Can I Receive Independent Study or Research Credit From My University/College for this REU/RET Site? Possibly, but that decision is entirely up to your chair and dean at your home university/college. We are happy to provide a letter of support for such credit, but it will be at the discretion of your university/college. As a NSF-funded program we do not require or except universities/college to offer credit for this experience, but we will support the wishes of a student’s home university/college.
I am a Graduate Student or Graduating Before July 23, 2020 Am I Eligible for the REU? NSF requires that a student be enrolled in an undergraduate degree program at time of participation in the REU, so a student that just graduated or is a graduate student would not be eligible.
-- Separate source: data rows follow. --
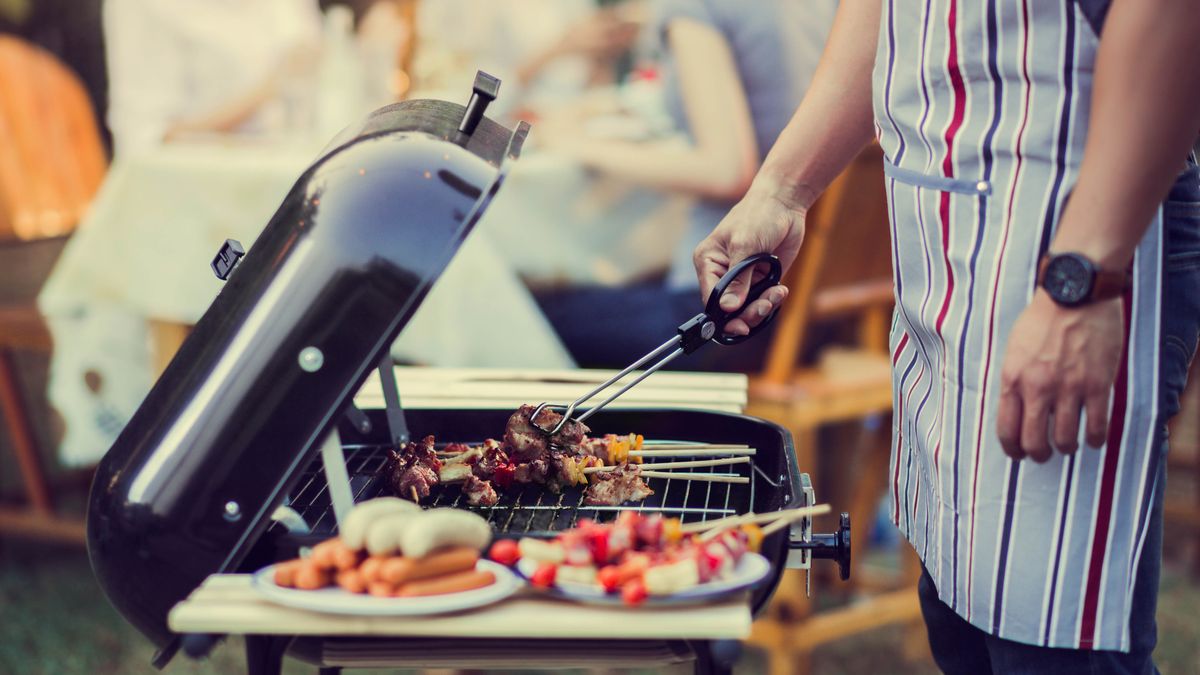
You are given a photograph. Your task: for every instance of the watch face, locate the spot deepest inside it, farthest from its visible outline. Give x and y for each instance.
(1068, 279)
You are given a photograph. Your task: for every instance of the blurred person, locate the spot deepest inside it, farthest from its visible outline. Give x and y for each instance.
(1045, 214)
(179, 67)
(732, 75)
(543, 51)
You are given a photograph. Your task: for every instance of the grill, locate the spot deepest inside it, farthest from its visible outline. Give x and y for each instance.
(531, 509)
(246, 417)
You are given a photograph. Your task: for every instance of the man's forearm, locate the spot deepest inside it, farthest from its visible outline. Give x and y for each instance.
(835, 119)
(1145, 117)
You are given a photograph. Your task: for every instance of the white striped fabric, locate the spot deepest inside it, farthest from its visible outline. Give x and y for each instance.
(982, 109)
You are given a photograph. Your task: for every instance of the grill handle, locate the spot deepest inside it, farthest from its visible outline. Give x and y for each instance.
(834, 545)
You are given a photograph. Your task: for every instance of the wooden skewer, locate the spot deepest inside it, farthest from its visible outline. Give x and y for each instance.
(706, 477)
(773, 517)
(694, 446)
(658, 466)
(691, 453)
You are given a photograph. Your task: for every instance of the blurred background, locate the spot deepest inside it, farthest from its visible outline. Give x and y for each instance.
(136, 136)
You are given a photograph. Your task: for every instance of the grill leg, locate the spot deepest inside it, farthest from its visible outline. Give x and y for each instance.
(715, 657)
(264, 653)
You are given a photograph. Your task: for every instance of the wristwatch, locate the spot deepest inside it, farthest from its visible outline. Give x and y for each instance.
(1073, 280)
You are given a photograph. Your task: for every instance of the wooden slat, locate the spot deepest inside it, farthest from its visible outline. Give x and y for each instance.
(231, 605)
(661, 378)
(496, 389)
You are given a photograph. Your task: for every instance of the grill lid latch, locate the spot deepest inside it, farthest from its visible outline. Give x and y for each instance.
(227, 258)
(483, 94)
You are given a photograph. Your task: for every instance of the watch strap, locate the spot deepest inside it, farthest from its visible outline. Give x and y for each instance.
(1107, 284)
(1110, 284)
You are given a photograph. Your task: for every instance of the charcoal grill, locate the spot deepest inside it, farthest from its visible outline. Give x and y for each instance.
(223, 467)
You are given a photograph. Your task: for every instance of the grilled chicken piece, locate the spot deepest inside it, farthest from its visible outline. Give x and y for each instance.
(523, 442)
(413, 470)
(491, 458)
(617, 487)
(479, 493)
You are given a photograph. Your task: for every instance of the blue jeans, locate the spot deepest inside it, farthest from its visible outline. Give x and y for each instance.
(958, 646)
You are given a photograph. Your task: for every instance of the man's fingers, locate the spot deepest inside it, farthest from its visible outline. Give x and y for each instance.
(1008, 422)
(759, 310)
(1097, 429)
(736, 292)
(1066, 424)
(1035, 425)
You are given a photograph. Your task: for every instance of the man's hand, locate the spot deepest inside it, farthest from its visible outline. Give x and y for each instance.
(759, 223)
(1060, 362)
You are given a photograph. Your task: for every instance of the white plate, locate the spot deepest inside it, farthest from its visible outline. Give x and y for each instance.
(750, 571)
(337, 601)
However, if you are a K-12 teacher, you can apply to our RET component.
Do I have to have GIS training/experience to be eligible? No, we welcome students will all backgrounds. We request that REU/RET students have an interest in learning and applying GIS with communities. Previous experience with GIS is not required. We also welcome students with backgrounds in qualitative methods and mixed methods, since our REU/RET emphasizes mixed methods research.